# Happy Canada Day, fellow expat Hosers!



## jnbates (Apr 21, 2011)

Happy Canada Day to all my fellow expat Hosers here in Hamilton and throughout NZ! How's it goin', eh?!


----------



## Liam(at)Large (Sep 2, 2012)

My memory is muddy, what's this that river I'm in?
New Orleans is sinking and I don't want to swim...


----------



## jnbates (Apr 21, 2011)

"SWIM!!"

Man I haven't heard that since I got here. Nice one!


----------



## Liam(at)Large (Sep 2, 2012)




----------



## jawnbc (Apr 28, 2012)

I found a mouse in my beer, eh?


----------



## jnbates (Apr 21, 2011)

"How ironic. You came here with a mouse in a bottle - now you're the mouse."

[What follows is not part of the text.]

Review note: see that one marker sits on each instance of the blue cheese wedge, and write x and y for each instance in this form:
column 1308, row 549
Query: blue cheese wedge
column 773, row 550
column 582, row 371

A pubescent classic - HAHAHA!

Geez, who'd wanna hork our clothes, eh?


----------



## slare (Jun 3, 2013)

I have no idea, what "Canada" day is lol.


----------



## Liam(at)Large (Sep 2, 2012)

"Billy wants the models and limousines, while I'm happy with hookers and taxicabs."


----------



## topcat83 (Apr 16, 2009)

I hope you realise that you Canadians could be posting something totally out of order here and myself and the other mods would have no idea 

It reminds me of a (very pretty) friend who gave a Powerpoint presentation to a group of Swedish businessmen. For some reason they fell about laughing when she complained about her 'sticky mouse'. 

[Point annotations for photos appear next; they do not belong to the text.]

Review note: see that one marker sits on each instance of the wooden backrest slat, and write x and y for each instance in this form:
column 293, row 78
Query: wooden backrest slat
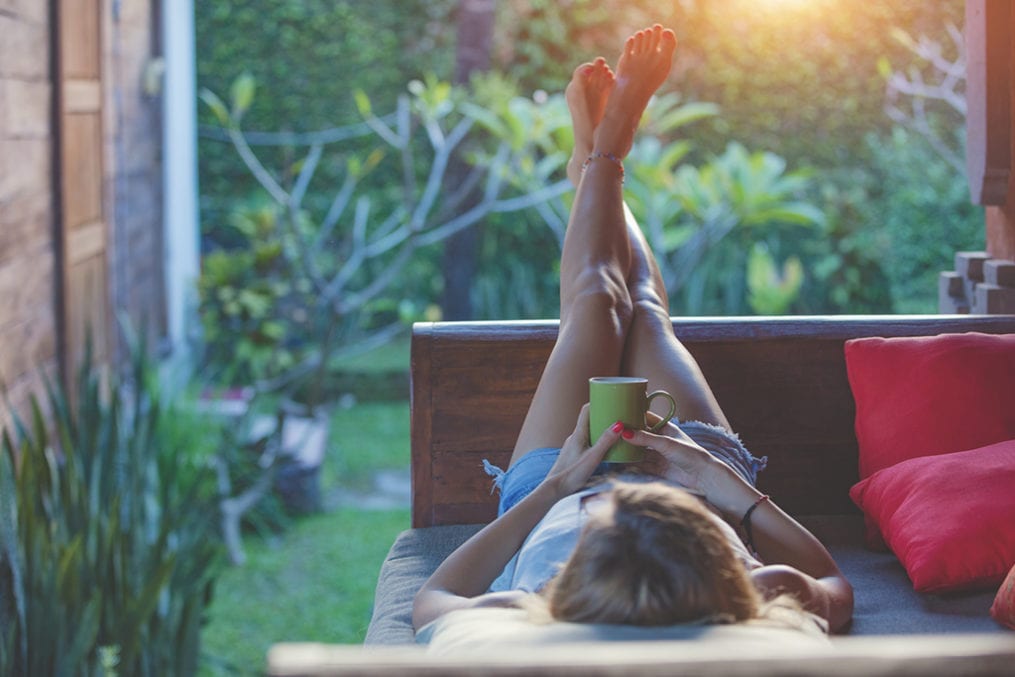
column 782, row 383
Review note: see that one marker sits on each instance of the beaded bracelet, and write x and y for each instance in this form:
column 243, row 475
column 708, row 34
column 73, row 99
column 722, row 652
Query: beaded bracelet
column 610, row 156
column 745, row 523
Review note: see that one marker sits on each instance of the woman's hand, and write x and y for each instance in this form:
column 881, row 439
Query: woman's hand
column 675, row 457
column 578, row 460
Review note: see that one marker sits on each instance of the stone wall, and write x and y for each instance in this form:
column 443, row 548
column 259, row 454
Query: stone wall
column 27, row 284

(note to self: get Canadian friend to explain this post to me!)


----------



## jnbates (Apr 21, 2011)

topcat83 said:


> I hope you realise that you Canadians could be posting something totally out of order here and myself and the other mods would have no idea
> 
> It reminds me of a (very pretty) friend who gave a Powerpoint presentation to a group of Swedish businessmen. For some reason they fell about laughing when she complained about her 'sticky mouse'.
> 
> (note to self: get Canadian friend to explain this post to me!)

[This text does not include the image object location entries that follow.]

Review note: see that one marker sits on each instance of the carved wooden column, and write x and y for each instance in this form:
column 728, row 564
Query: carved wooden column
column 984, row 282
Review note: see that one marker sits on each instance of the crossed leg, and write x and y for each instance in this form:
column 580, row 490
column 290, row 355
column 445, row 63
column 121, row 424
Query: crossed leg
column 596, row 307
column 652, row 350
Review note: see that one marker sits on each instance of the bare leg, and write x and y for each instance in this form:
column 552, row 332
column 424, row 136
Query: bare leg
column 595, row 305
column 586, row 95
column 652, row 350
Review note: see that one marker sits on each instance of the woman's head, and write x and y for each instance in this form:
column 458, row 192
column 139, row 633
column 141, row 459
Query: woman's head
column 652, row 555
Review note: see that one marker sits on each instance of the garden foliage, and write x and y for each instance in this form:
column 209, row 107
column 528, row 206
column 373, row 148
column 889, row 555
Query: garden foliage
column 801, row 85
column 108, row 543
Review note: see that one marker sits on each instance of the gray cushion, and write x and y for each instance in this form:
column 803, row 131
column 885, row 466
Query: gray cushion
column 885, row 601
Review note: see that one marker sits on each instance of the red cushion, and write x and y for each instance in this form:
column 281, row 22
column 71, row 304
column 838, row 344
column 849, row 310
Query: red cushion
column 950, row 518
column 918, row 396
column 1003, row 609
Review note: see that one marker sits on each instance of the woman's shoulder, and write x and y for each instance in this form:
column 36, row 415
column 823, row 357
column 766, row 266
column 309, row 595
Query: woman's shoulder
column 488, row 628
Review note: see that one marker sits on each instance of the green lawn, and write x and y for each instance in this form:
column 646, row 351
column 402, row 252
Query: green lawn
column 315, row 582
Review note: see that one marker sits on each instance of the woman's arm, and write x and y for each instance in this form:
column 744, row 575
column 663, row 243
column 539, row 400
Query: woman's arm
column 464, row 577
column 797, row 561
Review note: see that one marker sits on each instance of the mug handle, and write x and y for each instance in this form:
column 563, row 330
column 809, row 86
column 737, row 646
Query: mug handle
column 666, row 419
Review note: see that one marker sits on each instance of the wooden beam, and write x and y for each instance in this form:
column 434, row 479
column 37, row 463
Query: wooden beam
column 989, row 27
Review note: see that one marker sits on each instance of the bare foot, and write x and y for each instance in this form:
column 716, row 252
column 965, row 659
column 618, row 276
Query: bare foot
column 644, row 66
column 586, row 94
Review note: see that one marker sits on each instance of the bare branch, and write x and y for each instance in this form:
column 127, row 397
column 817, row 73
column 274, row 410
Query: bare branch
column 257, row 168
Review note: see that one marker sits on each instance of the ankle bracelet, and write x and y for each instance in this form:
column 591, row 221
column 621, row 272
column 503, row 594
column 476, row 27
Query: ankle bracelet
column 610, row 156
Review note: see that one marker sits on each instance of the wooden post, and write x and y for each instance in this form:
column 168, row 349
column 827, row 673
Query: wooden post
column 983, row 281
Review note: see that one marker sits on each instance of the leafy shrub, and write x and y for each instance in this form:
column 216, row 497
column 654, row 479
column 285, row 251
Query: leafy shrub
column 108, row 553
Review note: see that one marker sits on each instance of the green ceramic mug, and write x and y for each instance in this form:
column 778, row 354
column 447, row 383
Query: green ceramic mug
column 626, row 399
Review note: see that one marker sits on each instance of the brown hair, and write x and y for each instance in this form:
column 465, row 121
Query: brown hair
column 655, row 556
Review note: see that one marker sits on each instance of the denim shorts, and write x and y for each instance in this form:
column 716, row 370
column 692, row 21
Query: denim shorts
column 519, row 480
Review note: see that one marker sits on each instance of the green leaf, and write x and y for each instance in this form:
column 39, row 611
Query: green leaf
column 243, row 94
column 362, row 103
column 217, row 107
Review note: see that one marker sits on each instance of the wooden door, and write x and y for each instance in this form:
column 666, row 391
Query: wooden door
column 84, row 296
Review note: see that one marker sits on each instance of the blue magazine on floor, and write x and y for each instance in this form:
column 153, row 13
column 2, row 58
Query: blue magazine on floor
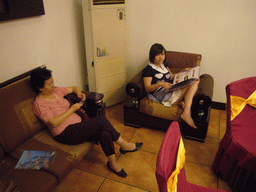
column 36, row 160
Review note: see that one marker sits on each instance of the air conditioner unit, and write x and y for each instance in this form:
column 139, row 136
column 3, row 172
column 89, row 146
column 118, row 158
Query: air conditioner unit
column 106, row 44
column 108, row 2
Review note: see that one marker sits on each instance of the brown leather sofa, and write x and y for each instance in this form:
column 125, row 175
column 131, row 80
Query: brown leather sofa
column 141, row 111
column 22, row 130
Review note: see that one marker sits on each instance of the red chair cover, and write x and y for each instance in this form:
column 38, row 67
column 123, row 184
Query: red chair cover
column 166, row 163
column 235, row 160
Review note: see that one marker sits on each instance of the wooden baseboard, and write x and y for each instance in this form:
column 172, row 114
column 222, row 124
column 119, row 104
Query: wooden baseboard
column 218, row 105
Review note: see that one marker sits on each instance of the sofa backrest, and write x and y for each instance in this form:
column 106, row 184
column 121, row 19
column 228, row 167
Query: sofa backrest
column 18, row 121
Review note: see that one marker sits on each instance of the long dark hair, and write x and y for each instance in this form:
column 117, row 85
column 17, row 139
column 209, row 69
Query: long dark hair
column 155, row 49
column 38, row 78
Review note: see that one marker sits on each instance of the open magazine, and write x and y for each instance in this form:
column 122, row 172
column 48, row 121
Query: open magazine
column 36, row 160
column 185, row 78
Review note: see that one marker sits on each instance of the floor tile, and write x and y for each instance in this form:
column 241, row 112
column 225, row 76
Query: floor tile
column 222, row 185
column 92, row 174
column 111, row 185
column 77, row 181
column 140, row 167
column 125, row 131
column 200, row 175
column 151, row 138
column 201, row 153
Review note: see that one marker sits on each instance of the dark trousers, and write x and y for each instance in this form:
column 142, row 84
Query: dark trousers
column 95, row 129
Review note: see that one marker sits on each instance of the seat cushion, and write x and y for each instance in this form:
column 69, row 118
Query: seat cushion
column 156, row 109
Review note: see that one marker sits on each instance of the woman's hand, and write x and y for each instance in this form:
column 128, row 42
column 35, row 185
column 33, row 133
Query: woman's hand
column 81, row 96
column 186, row 69
column 166, row 85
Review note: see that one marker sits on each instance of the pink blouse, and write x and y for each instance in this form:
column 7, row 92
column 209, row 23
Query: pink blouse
column 45, row 109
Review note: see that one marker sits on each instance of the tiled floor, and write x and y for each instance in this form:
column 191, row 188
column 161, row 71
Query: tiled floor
column 92, row 175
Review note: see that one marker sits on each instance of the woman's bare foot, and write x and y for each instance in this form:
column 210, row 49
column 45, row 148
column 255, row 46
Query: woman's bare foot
column 182, row 104
column 187, row 118
column 115, row 167
column 128, row 146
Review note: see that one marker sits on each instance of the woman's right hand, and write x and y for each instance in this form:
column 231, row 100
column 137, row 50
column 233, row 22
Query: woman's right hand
column 166, row 85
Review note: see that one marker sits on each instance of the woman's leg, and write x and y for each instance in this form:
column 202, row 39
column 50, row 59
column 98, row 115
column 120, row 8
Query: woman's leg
column 187, row 94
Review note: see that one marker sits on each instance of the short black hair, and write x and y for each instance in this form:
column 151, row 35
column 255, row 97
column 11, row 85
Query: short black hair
column 155, row 49
column 38, row 78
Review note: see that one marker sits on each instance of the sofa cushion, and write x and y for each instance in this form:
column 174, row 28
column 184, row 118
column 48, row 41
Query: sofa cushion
column 18, row 122
column 156, row 109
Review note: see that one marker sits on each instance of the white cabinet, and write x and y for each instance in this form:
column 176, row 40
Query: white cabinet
column 105, row 45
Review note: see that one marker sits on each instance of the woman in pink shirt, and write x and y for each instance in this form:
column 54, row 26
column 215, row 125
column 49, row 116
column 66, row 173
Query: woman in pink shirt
column 69, row 128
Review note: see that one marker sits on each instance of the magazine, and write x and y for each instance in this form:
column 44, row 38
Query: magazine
column 185, row 78
column 36, row 160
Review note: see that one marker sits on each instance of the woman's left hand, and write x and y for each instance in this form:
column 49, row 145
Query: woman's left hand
column 81, row 96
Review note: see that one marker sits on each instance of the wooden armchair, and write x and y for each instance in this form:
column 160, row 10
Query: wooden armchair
column 141, row 111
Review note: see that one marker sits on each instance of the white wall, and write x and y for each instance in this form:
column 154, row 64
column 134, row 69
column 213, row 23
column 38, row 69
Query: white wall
column 224, row 32
column 55, row 39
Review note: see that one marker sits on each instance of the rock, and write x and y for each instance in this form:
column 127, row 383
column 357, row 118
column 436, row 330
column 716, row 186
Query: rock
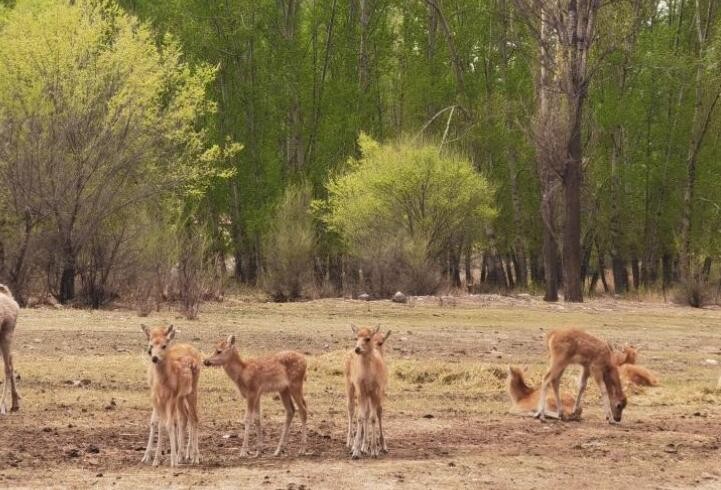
column 399, row 298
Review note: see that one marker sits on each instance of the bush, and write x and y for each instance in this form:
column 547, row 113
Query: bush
column 401, row 206
column 290, row 247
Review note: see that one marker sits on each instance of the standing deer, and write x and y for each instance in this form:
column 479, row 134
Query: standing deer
column 283, row 373
column 573, row 346
column 173, row 379
column 366, row 378
column 9, row 310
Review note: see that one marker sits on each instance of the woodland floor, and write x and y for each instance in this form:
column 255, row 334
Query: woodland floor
column 85, row 407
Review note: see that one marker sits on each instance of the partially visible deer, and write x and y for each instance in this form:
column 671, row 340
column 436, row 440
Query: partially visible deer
column 283, row 373
column 173, row 379
column 366, row 379
column 630, row 372
column 573, row 346
column 524, row 398
column 9, row 310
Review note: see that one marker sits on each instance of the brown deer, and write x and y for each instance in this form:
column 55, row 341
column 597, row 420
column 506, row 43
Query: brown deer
column 524, row 398
column 573, row 346
column 366, row 379
column 630, row 372
column 9, row 310
column 173, row 379
column 283, row 373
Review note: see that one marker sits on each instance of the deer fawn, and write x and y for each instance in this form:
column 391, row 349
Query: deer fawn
column 9, row 310
column 173, row 379
column 575, row 346
column 524, row 398
column 630, row 372
column 366, row 379
column 283, row 372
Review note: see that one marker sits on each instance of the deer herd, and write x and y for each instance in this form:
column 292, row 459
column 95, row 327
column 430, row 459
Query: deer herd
column 174, row 373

Sorry for the delay! Liam(at)Large's quote is from the rock band mockumentary movie 'Hard Core Logo' starring Hugh Dillon, lead singer of Canadian rock band The Headstones.

jawnbc and my references were from Bob and Doug McKenzie, Great White North characters in their movie 'Strange Brew'.

But this little Jim Carrey skit is an old fave of mine:


----------



## jawnbc (Apr 28, 2012)




----------



## jnbates (Apr 21, 2011)

Exactly, eh?


----------